13
J'entends des cris de surprise suivis par un silence écrasant. Je rouvre les yeux et découvre le massacre dans cet immense hall. Les hôtes d'accueil sont étalés au sol, immobiles. La petite dizaine de joueurs est recroquevillée mais indemne. Je soupire de soulagement, la main sur mon cœur.
Celui que la brune a appelé Charles, est le premier à se relever, visiblement étonné d'être encore vivant. C'est un homme approchant la trentaine, roux, ses cheveux et sa barbe tressée, bien bâtis. Il remet son bouclier, rond en cuir et métal, dans son dos tandis que ses compagnons se relèvent eux aussi tour à tour avec un air éberlué. Le joueur finit par s'accroupir auprès d'un des hôtes et tend sa main vers son dos pour vérifier son état. Mais au lieu de rentrer en collision avec le tissu de la veste de costume, ses doigts passent à travers le corps qui devient légèrement translucide, et viennent rencontrer le sol carrelé. Un rictus étire ses lèvres, il penche la tête vers l'avant alors que ses épaules se mettent à tressauter.

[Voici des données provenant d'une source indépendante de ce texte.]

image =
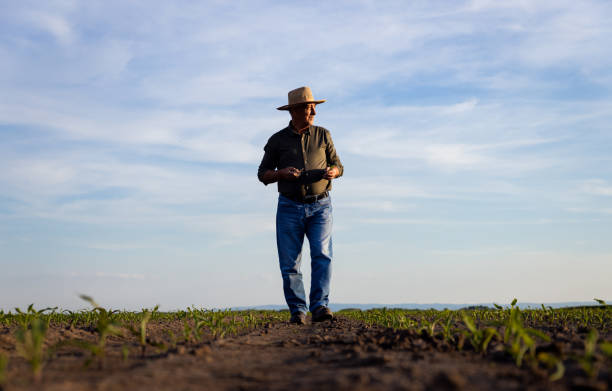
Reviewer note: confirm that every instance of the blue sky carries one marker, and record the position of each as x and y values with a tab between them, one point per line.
475	137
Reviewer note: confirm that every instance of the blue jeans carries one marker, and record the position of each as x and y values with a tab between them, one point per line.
293	221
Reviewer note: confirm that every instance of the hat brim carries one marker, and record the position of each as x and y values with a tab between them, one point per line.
287	107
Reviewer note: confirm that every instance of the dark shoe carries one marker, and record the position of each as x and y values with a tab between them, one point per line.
298	318
321	314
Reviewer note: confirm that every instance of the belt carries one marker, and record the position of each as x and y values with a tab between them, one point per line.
307	199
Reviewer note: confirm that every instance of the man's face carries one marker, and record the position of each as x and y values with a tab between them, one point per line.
303	115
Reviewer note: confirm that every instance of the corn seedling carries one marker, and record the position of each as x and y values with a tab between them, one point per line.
105	327
142	332
3	370
479	339
519	339
587	362
30	344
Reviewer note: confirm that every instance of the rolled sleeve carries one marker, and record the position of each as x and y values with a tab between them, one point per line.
332	156
269	161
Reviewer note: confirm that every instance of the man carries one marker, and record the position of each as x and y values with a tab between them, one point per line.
303	160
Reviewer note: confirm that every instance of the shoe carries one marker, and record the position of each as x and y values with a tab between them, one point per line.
321	314
298	318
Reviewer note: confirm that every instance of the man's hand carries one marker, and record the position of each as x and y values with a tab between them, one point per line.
331	173
288	174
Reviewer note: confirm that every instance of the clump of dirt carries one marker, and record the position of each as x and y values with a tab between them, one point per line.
343	354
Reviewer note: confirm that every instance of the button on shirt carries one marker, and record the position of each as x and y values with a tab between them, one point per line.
310	150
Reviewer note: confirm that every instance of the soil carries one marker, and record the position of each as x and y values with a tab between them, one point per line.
343	354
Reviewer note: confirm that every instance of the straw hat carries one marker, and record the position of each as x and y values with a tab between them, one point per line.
299	96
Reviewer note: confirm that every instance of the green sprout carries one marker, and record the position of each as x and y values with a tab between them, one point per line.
479	338
142	332
105	327
3	368
30	344
587	361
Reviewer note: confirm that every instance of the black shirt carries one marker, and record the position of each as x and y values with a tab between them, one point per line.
311	150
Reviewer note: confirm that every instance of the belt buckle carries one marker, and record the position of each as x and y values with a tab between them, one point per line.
310	199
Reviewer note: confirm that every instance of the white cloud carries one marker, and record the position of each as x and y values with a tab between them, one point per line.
597	187
55	25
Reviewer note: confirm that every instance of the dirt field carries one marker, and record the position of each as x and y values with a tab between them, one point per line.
340	355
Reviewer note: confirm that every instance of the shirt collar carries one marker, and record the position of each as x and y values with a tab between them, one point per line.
292	129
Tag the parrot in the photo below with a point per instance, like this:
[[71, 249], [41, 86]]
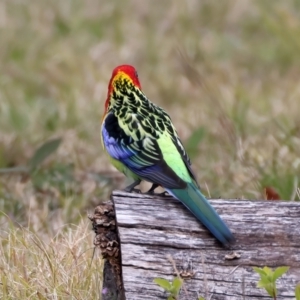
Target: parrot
[[142, 143]]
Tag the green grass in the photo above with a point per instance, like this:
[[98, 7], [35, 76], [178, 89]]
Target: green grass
[[227, 73]]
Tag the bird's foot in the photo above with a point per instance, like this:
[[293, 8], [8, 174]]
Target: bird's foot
[[152, 189], [131, 187]]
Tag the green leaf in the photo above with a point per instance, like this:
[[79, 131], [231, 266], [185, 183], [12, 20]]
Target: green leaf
[[43, 152], [279, 272], [263, 282], [176, 285], [260, 271], [164, 283], [271, 290], [297, 291], [268, 271]]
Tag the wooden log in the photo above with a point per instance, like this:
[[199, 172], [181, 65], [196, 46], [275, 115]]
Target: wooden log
[[157, 234]]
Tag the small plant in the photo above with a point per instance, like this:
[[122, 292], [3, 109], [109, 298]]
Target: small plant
[[297, 291], [268, 279], [173, 288]]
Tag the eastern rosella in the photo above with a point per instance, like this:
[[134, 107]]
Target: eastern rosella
[[143, 144]]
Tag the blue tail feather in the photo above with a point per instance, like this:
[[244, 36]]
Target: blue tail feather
[[195, 201]]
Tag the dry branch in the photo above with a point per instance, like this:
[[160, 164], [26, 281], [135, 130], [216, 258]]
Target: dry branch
[[152, 229]]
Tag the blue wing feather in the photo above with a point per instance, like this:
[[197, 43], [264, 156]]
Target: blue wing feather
[[149, 165]]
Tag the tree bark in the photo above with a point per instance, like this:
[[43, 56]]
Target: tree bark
[[159, 237]]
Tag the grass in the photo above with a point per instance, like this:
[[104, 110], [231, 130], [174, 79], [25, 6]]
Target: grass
[[228, 75]]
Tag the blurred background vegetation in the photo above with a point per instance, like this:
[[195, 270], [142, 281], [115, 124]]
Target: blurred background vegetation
[[226, 71]]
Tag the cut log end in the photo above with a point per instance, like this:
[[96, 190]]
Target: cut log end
[[159, 237]]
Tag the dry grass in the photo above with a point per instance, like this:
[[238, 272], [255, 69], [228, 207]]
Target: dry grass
[[227, 73]]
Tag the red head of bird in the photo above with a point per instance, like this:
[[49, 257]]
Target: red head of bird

Surprise et légèrement inquiète, je regarde ses compagnons mais tous l'observent sans broncher. Je m'avance alors vers lui d'un pas, tends mon bras en sa direction mais me ravise quand il bascule sa tête en arrière et se met à ricaner. Des frissons parcourent mon dos et je sers les dents tout en écoutant son rire briser le silence.
"Ce sont des hologrammes ! Des hologrammes ! s'esclaffe-t-il les pupilles dilatées par la folie. Des putains d'hologrammes ! Vous avez vu les mecs ?"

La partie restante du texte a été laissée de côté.